Por mucho tiempo rechazó numerosas ofertas de Hollywood. Sin embargo, no vaciló ante la invitación del cineasta Ismael Rodríguez para interpretar a un indio mexicano en Ánimas Trujano (1967), a pesar de no conocer una sola palabra en español, idioma en el que se entrenó sobre la marcha. Poco antes actúa como manager de un equipo japonés de carreras automovilísticas en la producción internacional Gran Premio (1966), rodada en Europa con un reparto estelar por el norteamericano John Frankenheimer. Luego interviene en Sol rojo (1970), un Oeste spaghetti dirigido por el británico Terence Young, en el que compartió créditos con Alain Delon, Charles Bronson y Ursula Andress. Nueve años más tarde, Steven Spielberg logró convencerlo para aparecer fugazmente en su comedia 1941 como el oficial japonés que asoma desde la torreta del submarino al inicio de la película. Su última actuación en el cine, a los 75 años, fue en Río profundo (1995), bajo la dirección de Kei Kumai, Dos años más tarde, el 24 de diciembre de 1997 falleció en Tokio.

Toshiro Mifune, completísimo actor, representa aún la personalidad más vigorosa entre los intérpretes del cine japonés de todos los tiempos. Al referirse a cómo Kurosawa descubrió e intervino en el proceso de maduración del talento histriónico de varios actores, el crítico colombiano Juan Diego Caicedo coincide, por supuesto, en señalar la inmensidad de su Yojimbo y la define en estos términos:

“La atronadora, jupiteriana impronta de Toshiro Mifune, un gigante de la interpretación dramática que fue su primer alter ego. Mifune, proteico y polifacético, ardiente y tierno, brutal y elegante, informal y recatado, es una de las presencias más impactantes que hayan nacido en la pantalla, tan convincentemente cautivante, que su nombre estará eternamente asociado al de su director.
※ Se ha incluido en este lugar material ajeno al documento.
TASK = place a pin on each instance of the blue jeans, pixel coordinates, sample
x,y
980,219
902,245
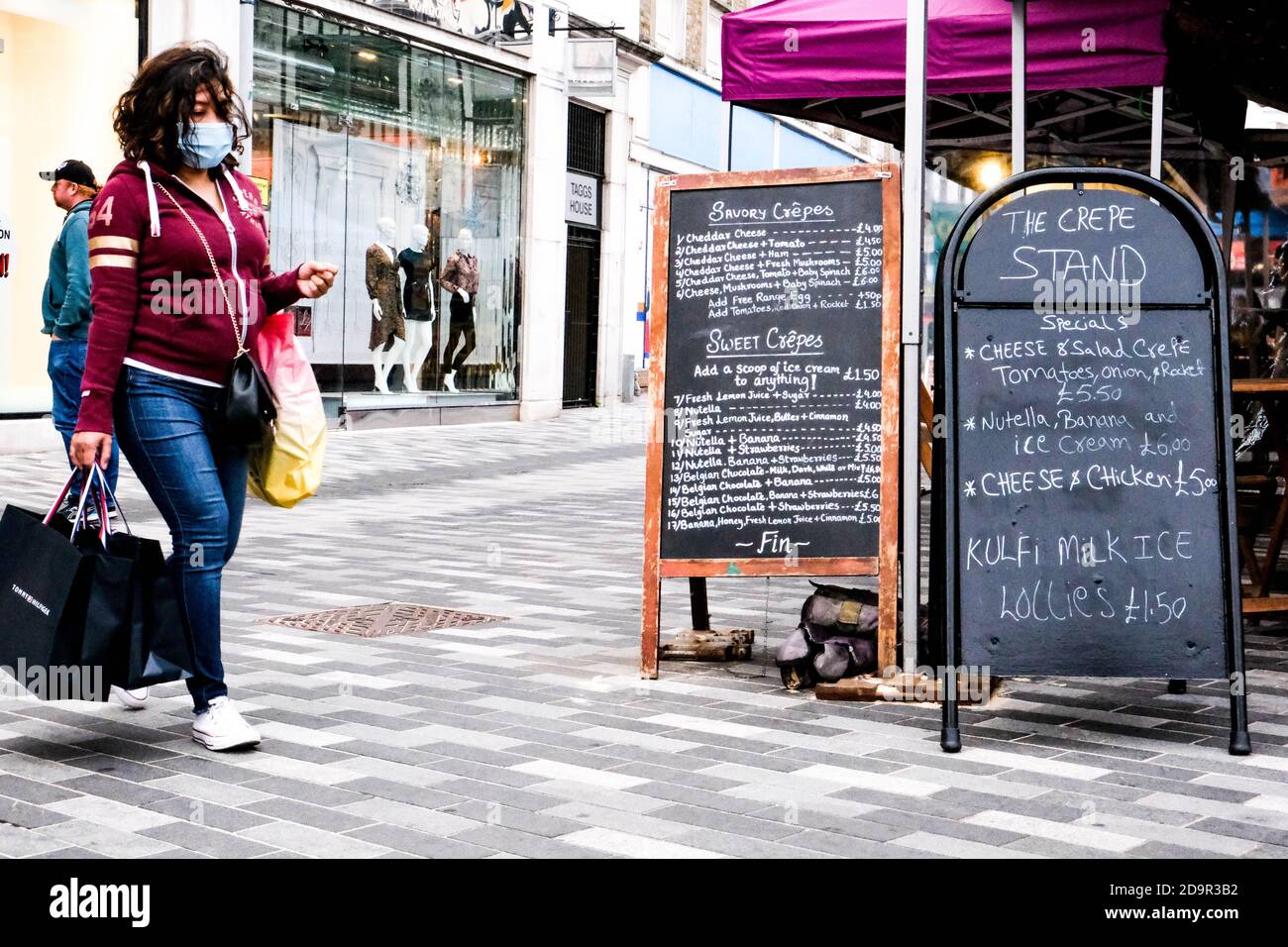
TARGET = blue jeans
x,y
168,432
65,367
Hicieron juntos dieciséis películas, que suman más de la mitad de la obra del cineasta japonés. […].

”En resumidas cuentas, una carrera exageradamente ideal para un solo actor, una carrera de realidades imposibles, de metamorfosis drásticas e incomprensibles para el sentido común y las buenas costumbres. Trayectoria temible, pero singularmente atractiva de un meteoro humano que se catapultó a la fama de la mano de un guía paternal y amigo fiel, que fue capaz de maximizar su potencial para regocijo unánime del público internacional” 1.

Dúctil, expresivo, Toshiro Mifune conoce a fondo los secretos de la actuación cinematográfica, sabe dominar el gesto. Su potente voz y sus precisos movimientos guardan estrecha relación con los desplazamientos de la cámara. Nos quedamos esperándolo. Sus múltiples compromisos de trabajo le impidieron aceptar la invitación que, en representación del ICAIC, le manifestaron personalmente Julio García Espinosa y Raúl Taladrid en el descanso de un rodaje, en el cual lo visitaron y sostuvieron un fraterno encuentro. Si “incomparable” es el adjetivo que más se aproxima a alguien como él, su nombre, para los espectadores cubanos, es sinónimo de cine japonés.

1 Juan Diego Caicedo González. “La historia de un suicidio frustrado por el sol”. Kurosawa 101, Cinemateca Distrital de Bogotá. Bogotá: IDARTES: 2010.